May 8, 2006 @ 8:54 am

I used to know a woman who had a similar experience to Buck’s. As a child, she lived overseas with her missionary parents. The culture where they served was very patriarchal. For instance, this woman remembered that women had curfews, while the men could stay out as late as they wanted. She also remembered a time when her family had to stay in some sort of public accommodation. Evidently, the women and children were shoved into one room, while the men slept in another so they could have the freedom to do as they liked, i.e such as come and go freely in the evenings. This poor girl remembered her mother struggling to cope with her and her younger siblings, including a fussy baby, all by herself because her father slept in the room with the other men. Even when they had their own house, she said she remembered her father staying out late with the men of that culture while she and her mother and siblings had to stay home.

Now, I don’t want to judge this woman’s father. Maybe he did what he did because he sincerely thought he needed to follow the dictates of this culture to reach the people. The fact remains, though, that this young woman grew up having a very strained relationship with her father, because she felt that he didn’t value her or her sisters. She was only able to overcome these wounds by receiving counseling as an adult. I’m happy to say that she and her lovely Christian husband have now served as missionaries themseleves.

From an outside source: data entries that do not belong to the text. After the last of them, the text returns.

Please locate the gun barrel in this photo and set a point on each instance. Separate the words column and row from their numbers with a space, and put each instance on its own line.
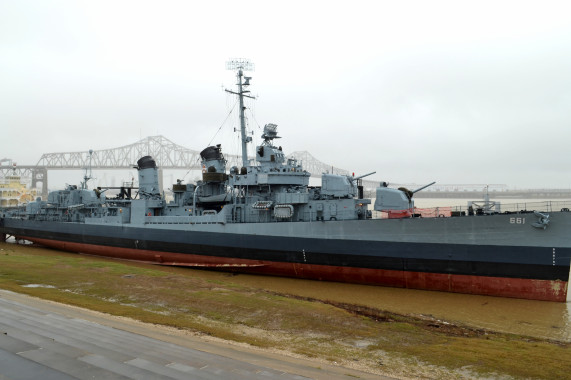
column 362, row 176
column 423, row 187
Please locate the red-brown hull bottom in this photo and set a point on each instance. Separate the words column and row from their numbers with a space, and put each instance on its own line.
column 545, row 290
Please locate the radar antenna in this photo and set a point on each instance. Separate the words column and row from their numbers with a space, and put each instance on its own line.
column 241, row 65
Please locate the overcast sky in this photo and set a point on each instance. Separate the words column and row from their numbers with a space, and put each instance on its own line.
column 420, row 91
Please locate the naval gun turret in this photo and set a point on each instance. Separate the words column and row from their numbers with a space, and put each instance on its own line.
column 395, row 199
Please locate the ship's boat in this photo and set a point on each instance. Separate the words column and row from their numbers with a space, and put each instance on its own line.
column 264, row 217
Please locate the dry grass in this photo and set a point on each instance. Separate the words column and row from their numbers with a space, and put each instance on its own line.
column 212, row 303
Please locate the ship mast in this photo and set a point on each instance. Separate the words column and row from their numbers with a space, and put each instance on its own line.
column 242, row 64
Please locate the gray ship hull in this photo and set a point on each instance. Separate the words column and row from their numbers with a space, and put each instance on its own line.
column 500, row 255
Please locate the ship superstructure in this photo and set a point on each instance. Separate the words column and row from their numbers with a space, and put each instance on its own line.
column 264, row 217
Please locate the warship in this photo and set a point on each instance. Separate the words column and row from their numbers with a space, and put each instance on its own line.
column 264, row 218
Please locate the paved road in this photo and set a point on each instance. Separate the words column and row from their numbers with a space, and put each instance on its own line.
column 44, row 340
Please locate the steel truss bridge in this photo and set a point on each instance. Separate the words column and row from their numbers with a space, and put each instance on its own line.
column 167, row 154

However, it breaks my heart that she suffered so much, just like Pearl Buck, because of the terrible way that some cultures, and even some Christians, view women.

Comment by helene murray

June 22, 2006 @ 7:25 pm

Can anyone explain to me why Pearl S. Buck never referred to herself in the book she wrote about her Mother (The Exile)? She never even made note of her own birth. Thank you.

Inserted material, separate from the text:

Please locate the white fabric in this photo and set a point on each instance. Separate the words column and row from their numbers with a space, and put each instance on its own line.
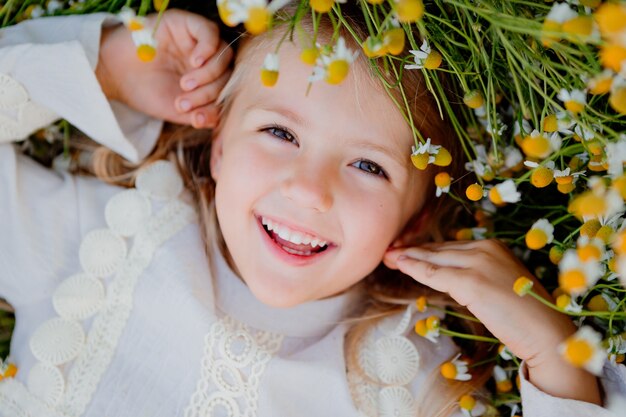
column 179, row 353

Comment by Charles Humphrey

October 1, 2006 @ 11:50 am

Keep in mind that for one to be in subjection to someone or something is not in and of itself an evil thing. We are all in subjection to God, and He carries out His rule and care in sundry ways by appointing rulers and authorities over His creation. We are all subjects. Children are subjected to their parents, employees to their employers, soldiers to their commanders and parishioners to their elders. The abuse of a particular authority or a culture’s use of authority does not corrupt and invalidate the institution as a whole. Just as many who are to be subject to authority often rebel against authority, this does not allow the authority to abandon their responsibility and care to their subjects. An adulteress wife does not establish a fact that all wives are unfaithful. Therefore an abusive husband does not establish a fact that husbands can not be authorities over their wives. Abuse is a sin and should be dealt with as such. Authority is granted as a grace and help, and we should be grateful.

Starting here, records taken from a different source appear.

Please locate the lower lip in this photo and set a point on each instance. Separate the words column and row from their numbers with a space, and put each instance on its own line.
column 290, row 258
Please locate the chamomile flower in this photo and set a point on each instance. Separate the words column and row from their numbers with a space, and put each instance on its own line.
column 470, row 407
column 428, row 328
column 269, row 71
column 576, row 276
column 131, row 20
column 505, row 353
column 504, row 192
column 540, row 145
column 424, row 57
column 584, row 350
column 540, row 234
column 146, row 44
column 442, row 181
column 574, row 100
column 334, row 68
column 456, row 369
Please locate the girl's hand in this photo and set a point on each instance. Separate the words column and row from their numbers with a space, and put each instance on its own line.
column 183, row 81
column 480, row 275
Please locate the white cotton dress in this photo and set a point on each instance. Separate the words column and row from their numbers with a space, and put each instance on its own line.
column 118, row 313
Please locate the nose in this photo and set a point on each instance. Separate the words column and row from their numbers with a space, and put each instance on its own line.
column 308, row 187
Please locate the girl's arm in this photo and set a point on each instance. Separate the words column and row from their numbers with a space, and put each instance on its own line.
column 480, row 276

The Titanic sunk during an age when men were seen to be authorities over their wives and children, and it is that very fact that lead those men to cry out and carry out “women and children first” when filling the lifeboats. The Word of God shows a shadow of the relationship between Christ and the Church in the institution of marriage. It is not an institution of equality, but an institution of grace and salvation for all of mankind. Pearl S. Buck may have chafed at her father’s authority, but her desire to be free from it did not grant her eternal freedom.